Collection Runs the Bases of Baseball History

A new display at the San Diego Central Library has hit a home run with local fans

Outside of Cooperstown New York, the world's largest collection of baseball research materials will be found in a library in San Diego.

Workers have had more than 15 tons of baseball memorabilia to sift through, and they put best of the best on display Saturday at the Sullivan Family Baseball Research Center on the 8th floor of the new San Diego Central Library.

The collection comes from Northern California resident William Weiss, who was a long time minor league baseball statistician and historian. His family donated the memorabilia to the center after Weiss’ death in 2011.

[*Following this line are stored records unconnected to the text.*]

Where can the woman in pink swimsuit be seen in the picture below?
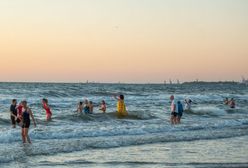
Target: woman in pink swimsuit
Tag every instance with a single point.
(47, 108)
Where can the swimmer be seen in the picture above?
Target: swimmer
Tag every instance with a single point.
(26, 122)
(19, 113)
(173, 117)
(232, 103)
(80, 107)
(91, 107)
(187, 105)
(226, 101)
(103, 106)
(179, 112)
(13, 113)
(47, 108)
(86, 107)
(121, 107)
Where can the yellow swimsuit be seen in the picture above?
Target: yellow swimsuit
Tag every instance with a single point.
(121, 108)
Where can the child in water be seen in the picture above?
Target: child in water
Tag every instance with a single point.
(103, 107)
(47, 108)
(121, 107)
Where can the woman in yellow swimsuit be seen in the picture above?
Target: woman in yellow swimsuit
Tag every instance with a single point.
(121, 107)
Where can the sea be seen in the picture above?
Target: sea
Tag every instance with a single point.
(210, 135)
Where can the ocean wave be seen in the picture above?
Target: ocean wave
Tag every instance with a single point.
(53, 146)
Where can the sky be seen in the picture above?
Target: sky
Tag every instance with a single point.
(134, 41)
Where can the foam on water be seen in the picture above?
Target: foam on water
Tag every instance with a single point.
(148, 120)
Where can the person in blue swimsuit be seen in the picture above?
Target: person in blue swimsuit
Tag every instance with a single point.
(26, 122)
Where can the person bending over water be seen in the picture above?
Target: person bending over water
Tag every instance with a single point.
(121, 107)
(103, 107)
(26, 122)
(13, 113)
(47, 108)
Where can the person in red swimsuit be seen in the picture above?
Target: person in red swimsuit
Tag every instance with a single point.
(47, 108)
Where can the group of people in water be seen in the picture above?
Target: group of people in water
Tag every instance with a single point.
(20, 114)
(177, 109)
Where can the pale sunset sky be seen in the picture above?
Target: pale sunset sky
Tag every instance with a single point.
(135, 41)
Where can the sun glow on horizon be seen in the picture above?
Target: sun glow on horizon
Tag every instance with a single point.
(123, 40)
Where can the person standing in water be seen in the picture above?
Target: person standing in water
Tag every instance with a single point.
(226, 101)
(187, 103)
(103, 106)
(91, 107)
(19, 113)
(86, 107)
(121, 107)
(173, 117)
(13, 113)
(180, 111)
(26, 122)
(80, 107)
(232, 103)
(47, 108)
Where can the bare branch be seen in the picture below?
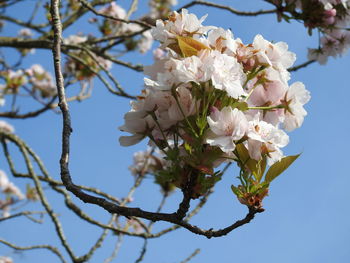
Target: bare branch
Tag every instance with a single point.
(188, 259)
(37, 28)
(16, 115)
(48, 247)
(115, 250)
(26, 214)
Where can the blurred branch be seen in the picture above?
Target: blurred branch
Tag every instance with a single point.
(188, 259)
(88, 6)
(72, 18)
(115, 250)
(230, 9)
(26, 214)
(48, 247)
(98, 243)
(303, 65)
(37, 28)
(40, 192)
(143, 252)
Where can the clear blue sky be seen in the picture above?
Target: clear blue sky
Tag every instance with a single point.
(306, 218)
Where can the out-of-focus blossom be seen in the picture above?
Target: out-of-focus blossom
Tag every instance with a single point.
(74, 40)
(6, 127)
(4, 259)
(8, 187)
(41, 81)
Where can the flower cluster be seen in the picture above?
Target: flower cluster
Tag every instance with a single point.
(161, 8)
(41, 81)
(210, 99)
(330, 17)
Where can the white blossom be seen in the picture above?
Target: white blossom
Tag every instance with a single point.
(295, 98)
(6, 127)
(265, 138)
(226, 126)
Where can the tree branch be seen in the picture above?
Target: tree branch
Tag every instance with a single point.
(230, 9)
(48, 247)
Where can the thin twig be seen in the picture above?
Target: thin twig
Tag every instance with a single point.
(88, 6)
(48, 247)
(188, 259)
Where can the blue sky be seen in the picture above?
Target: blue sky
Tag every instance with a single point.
(306, 217)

Tom Larwin, who was tasked with going through the enormous collection, said it was like Christmas when the 600 boxes arrived on the research center’s doorstep.

“The collection we're receiving today goes back to the 1870s: books, periodicals, newspapers, score sheets, raw data,” Larwin said.

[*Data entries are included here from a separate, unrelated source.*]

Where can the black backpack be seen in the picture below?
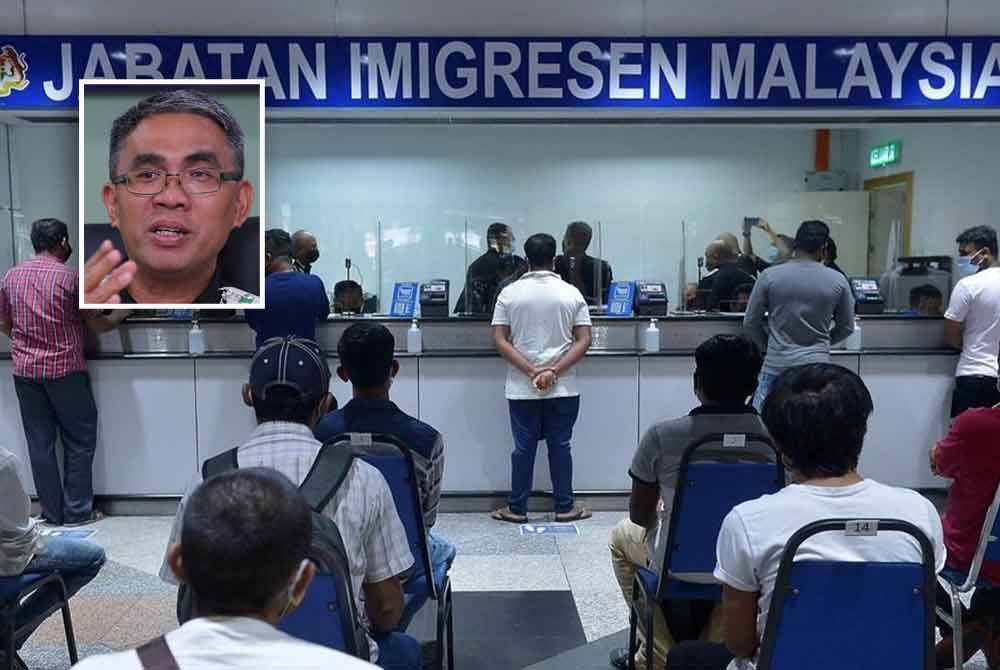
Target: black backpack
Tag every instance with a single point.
(327, 550)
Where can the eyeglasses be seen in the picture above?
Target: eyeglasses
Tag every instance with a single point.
(194, 181)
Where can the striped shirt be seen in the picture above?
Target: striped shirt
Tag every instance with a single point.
(38, 298)
(374, 415)
(363, 508)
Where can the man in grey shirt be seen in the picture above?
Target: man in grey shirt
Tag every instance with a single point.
(808, 307)
(726, 370)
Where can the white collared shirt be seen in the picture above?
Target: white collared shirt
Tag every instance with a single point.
(220, 643)
(542, 310)
(18, 531)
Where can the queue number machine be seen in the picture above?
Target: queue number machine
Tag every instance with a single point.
(867, 297)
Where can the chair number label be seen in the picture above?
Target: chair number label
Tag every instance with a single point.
(861, 527)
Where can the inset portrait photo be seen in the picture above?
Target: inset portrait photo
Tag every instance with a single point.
(172, 194)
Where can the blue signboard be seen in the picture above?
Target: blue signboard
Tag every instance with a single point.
(673, 72)
(621, 296)
(404, 299)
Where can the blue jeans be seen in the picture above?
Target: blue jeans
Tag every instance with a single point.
(78, 561)
(551, 419)
(442, 554)
(763, 388)
(397, 651)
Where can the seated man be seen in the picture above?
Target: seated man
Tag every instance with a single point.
(366, 361)
(295, 301)
(725, 377)
(968, 455)
(818, 415)
(288, 389)
(22, 550)
(243, 553)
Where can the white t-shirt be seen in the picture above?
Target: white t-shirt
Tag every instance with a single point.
(541, 310)
(754, 534)
(218, 643)
(975, 302)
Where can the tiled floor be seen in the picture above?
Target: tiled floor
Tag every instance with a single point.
(127, 603)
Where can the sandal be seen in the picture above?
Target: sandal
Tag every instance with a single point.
(578, 513)
(504, 514)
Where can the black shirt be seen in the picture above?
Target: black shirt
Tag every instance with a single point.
(589, 276)
(485, 278)
(719, 288)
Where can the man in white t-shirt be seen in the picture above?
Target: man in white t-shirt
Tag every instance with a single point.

Weiss started compiling baseball statistics as a child in the 1930s. He eventually made it a career for various minor leagues across the country, even remodeling his house just to store it all.

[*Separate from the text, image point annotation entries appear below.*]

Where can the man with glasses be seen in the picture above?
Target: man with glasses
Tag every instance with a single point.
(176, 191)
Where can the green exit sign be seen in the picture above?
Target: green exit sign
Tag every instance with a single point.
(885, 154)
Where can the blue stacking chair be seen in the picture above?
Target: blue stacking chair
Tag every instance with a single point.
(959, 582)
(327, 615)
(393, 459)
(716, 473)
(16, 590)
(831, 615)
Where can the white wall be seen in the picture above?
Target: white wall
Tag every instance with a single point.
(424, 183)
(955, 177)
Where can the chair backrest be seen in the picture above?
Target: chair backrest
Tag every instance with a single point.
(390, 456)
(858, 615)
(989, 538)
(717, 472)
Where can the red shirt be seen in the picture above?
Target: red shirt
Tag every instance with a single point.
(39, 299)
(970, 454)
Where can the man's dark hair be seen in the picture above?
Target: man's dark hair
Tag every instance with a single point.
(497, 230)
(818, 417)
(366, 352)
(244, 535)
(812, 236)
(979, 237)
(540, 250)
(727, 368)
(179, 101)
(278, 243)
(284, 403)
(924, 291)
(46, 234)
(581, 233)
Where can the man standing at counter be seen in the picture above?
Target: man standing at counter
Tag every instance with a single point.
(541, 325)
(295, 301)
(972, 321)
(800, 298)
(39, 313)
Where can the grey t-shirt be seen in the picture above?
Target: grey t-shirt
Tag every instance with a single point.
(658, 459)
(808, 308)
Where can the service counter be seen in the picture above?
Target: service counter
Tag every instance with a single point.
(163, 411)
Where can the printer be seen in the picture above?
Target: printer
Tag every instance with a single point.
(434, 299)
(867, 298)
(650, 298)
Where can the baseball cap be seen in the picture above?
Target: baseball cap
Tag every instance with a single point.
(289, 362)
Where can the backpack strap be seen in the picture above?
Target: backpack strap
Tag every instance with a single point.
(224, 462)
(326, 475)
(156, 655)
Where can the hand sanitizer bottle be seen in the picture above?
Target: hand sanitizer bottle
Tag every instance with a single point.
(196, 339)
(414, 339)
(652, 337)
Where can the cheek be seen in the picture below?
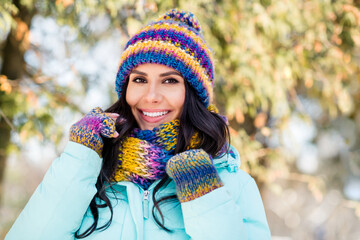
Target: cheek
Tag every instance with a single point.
(131, 97)
(178, 99)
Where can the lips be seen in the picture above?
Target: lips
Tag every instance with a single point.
(153, 115)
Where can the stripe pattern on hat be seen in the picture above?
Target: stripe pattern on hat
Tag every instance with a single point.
(174, 40)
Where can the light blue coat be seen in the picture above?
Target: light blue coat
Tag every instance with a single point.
(59, 205)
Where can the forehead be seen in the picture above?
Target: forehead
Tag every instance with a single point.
(154, 68)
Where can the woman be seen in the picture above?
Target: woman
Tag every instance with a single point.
(156, 164)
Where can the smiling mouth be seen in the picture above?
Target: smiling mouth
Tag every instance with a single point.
(155, 114)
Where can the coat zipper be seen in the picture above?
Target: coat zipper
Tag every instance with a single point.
(146, 204)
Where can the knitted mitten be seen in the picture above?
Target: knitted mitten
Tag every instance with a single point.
(193, 173)
(91, 127)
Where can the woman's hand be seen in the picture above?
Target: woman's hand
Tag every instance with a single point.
(92, 126)
(194, 174)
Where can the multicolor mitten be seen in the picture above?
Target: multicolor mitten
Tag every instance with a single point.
(193, 173)
(91, 127)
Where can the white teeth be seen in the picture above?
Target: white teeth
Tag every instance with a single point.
(155, 114)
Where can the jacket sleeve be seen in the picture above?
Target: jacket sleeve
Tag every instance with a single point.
(218, 215)
(57, 207)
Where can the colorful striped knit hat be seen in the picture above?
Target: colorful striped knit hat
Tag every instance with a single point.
(174, 40)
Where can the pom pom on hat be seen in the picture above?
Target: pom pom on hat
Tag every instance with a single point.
(174, 40)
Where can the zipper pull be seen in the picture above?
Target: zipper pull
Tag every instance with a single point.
(146, 204)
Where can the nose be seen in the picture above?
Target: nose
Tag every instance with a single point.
(153, 94)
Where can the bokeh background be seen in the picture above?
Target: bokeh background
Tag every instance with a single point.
(288, 78)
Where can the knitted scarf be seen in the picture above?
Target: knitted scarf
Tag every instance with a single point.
(144, 154)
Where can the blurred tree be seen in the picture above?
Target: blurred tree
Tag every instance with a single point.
(269, 55)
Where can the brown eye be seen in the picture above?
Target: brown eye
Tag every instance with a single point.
(171, 81)
(139, 80)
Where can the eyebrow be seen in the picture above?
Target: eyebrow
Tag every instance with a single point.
(161, 75)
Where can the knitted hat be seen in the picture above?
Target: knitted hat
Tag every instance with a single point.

“And now we’re going through it all, and every day we find a nugget of rare material,” Larwin said, still in awe.

Some of the material is so old, its authors spell “base ball” with two words. It even harkens back to the era when major and minor league players filled out hand-written questionaires at the end of their first season.

According to Larwin, Weiss’ family decided to send the collection to the Sullivan Family Baseball Research Center because “it’s the ultimate.” Its shelves hold the largest collection of baseball research materials in the world, outside the Baseball Hall of Fame.

“Now, I think we’re going to be the best in the world,” said Larwin.